In April, several members of resistance committees and other activists were detained in El Gedaref city and Gala’a El Nahal. Activists explained to Radio Dabanga that Military Intelligence and the GIS collaborate to detain anyone who opposes the war or calls for its cessation.
On October 28, eight Sudanese civil society groups launched a campaign to highlight the issue of missing people in the country. The Sudanese civil society group, Missing Initiative, reported staggering documentation regarding the ongoing conflict in Sudan, detailing a total of 990 cases of enforced disappearances from the eruption of the conflict until its anniversary last month.
End December, a number of human rights groups and political bodies condemned the widespread detention campaigns by Military Intelligence and Islamist groups in Sudan against civil society activists. According to Osman Sirelkhatim, representative of the El Kalaklat and South Khartoum Emergency Rooms, detentions and torture aim to suppress the democratic civil forces seeking to stop the war through negotiations.
Resistance committees in El Dinder in Sennar in January accused members of the [dissolved] National Congress Party (NCP) of coordinating detentions with GIS and Military Intelligence units to detain people.
* Head shaving is seen as an attempt to “shave young people’s sense of power” and “humiliate us” in Sudanese activist circles. The Public Order Law, officially abolished in November 2019, gave the authorities the power to “maintain appearance in public places”.

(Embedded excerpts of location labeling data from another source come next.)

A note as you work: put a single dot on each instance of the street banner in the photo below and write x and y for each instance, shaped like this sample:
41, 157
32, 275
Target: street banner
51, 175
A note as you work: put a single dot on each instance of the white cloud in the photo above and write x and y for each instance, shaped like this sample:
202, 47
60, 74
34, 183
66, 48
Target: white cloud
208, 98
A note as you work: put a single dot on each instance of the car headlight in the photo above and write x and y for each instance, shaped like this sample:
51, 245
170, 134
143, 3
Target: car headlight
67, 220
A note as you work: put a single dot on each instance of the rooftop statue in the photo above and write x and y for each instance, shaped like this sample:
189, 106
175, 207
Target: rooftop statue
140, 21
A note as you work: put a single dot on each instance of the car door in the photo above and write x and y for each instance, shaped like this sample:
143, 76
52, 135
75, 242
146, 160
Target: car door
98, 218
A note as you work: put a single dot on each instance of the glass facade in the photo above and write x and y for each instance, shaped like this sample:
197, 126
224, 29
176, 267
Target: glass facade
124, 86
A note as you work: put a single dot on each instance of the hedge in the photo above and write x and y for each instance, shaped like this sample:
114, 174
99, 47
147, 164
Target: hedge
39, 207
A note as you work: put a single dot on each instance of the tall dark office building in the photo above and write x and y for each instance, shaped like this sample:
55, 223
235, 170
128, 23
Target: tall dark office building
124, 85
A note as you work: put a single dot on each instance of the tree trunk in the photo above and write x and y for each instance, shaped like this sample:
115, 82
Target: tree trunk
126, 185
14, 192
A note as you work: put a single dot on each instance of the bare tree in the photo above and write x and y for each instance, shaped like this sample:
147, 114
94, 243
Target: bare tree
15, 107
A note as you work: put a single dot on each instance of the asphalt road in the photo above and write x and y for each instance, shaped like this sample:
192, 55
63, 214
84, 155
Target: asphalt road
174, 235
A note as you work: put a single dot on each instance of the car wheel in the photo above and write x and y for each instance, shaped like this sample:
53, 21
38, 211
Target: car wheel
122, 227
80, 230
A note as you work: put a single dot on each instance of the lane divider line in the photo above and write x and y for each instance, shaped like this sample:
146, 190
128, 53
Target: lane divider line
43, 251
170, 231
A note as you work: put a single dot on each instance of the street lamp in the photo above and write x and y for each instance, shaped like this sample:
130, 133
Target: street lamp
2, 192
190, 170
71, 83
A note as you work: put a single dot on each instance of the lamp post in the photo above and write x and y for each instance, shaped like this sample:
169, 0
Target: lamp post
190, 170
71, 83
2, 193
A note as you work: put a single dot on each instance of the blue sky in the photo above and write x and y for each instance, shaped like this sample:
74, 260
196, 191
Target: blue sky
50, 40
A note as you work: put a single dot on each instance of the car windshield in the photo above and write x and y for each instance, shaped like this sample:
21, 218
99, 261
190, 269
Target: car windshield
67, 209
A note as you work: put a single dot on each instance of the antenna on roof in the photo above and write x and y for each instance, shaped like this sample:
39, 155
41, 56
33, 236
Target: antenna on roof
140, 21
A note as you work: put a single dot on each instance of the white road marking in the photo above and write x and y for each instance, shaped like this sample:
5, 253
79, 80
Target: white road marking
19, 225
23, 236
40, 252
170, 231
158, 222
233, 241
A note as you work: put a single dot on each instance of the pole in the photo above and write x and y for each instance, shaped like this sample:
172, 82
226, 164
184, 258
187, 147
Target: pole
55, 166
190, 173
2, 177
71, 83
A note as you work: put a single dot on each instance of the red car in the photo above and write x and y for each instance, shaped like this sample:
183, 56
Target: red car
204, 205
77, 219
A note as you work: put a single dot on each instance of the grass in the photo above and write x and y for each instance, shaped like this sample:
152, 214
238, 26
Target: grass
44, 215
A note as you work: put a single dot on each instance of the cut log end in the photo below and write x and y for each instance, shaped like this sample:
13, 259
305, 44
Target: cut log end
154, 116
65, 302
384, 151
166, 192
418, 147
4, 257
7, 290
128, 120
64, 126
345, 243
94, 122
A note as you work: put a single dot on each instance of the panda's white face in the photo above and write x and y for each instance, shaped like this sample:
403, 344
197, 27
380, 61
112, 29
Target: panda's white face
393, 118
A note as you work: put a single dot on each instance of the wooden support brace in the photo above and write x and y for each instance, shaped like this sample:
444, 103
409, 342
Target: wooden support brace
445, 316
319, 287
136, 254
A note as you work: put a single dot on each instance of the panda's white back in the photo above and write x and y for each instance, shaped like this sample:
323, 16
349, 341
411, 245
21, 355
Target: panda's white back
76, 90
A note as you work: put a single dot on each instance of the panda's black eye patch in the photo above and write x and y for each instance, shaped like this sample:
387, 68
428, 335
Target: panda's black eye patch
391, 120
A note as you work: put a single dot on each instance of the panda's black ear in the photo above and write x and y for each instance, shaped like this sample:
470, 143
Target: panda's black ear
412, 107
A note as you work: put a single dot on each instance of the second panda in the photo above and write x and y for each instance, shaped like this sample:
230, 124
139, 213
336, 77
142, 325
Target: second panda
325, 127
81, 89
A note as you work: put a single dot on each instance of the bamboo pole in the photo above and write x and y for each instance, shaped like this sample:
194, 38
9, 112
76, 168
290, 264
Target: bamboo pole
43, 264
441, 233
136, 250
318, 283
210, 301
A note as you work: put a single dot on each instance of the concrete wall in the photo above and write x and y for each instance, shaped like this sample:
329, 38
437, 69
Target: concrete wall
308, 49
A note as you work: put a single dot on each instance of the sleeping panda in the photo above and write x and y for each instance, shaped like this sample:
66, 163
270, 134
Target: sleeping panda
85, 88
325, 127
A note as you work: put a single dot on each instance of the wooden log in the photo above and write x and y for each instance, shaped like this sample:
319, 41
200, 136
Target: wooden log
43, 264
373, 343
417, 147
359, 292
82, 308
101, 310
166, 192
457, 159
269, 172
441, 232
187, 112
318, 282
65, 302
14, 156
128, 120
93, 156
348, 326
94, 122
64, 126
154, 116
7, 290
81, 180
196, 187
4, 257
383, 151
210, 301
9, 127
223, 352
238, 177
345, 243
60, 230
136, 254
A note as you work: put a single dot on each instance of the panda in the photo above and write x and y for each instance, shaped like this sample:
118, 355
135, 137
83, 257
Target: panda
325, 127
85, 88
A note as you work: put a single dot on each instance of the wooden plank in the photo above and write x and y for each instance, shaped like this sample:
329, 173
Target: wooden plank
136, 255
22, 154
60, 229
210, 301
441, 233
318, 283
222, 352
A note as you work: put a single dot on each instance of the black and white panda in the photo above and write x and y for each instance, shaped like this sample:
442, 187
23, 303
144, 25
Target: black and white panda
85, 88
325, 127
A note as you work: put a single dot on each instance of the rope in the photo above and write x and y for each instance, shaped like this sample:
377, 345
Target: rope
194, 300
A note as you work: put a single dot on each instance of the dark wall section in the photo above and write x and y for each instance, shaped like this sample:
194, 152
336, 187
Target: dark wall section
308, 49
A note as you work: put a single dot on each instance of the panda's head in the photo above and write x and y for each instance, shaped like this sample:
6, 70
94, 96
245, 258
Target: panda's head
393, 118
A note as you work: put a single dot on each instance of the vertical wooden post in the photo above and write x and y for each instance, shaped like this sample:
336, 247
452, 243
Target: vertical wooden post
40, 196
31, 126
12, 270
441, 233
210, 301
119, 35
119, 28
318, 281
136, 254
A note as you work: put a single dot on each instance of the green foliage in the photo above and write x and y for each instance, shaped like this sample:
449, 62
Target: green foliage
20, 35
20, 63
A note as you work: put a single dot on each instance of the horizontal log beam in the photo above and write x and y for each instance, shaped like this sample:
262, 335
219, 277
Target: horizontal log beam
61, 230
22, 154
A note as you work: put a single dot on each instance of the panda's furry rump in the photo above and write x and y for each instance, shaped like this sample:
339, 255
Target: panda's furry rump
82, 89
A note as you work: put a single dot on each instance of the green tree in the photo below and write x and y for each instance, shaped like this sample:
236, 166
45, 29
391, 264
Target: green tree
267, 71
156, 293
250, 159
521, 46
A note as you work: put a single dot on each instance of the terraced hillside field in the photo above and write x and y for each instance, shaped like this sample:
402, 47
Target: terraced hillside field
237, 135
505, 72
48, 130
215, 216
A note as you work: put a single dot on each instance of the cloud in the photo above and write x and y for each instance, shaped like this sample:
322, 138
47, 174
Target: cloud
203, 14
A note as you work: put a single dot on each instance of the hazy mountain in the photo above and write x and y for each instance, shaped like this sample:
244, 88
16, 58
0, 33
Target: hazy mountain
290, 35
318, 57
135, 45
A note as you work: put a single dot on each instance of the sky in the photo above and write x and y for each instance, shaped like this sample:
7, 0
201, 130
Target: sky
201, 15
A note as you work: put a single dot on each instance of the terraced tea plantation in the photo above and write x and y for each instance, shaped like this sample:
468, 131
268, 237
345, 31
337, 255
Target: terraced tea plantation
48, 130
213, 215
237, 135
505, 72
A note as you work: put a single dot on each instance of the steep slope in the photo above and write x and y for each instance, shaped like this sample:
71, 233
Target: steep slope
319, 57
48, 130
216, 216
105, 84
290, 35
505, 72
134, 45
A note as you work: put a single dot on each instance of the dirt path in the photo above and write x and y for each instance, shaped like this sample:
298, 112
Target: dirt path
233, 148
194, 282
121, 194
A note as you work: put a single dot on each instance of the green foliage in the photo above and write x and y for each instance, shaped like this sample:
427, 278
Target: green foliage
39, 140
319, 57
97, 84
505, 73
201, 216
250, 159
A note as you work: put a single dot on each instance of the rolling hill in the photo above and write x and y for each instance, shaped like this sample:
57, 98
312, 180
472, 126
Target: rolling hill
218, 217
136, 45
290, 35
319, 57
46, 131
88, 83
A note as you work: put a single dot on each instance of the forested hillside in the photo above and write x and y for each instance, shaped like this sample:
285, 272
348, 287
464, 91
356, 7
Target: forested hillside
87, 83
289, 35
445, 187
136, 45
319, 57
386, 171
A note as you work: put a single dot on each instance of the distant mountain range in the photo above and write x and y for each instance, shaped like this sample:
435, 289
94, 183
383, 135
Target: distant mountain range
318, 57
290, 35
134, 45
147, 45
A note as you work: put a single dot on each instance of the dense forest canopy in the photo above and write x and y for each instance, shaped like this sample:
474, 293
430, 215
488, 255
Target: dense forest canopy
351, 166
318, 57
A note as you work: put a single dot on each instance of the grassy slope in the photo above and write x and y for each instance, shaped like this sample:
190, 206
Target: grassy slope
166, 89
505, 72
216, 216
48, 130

** The predecessor of the General Intelligence Service (GIS), the National Intelligence and Security Service (NISS), was one of the most infamous and feared organs of the Omar Al Bashir regime, that acted ruthlessly against any political dissent. The NISS was officially disbanded in July 2019 following the ousting of President Al Bashir three months earlier. Several articles of the National Security Act of 2010 were amended, to restructure the security apparatus and adjust its competencies. The GIS was officially no longer authorised to detain people or carry out search operations. However, after the joint SAF-RSF coup d’etat in October 2021, Military Intelligence and GIS were given free powers of detention again. Reports of violent suppression of freedoms that characterised the 30-year Al Bashir regime returned at all levels of society.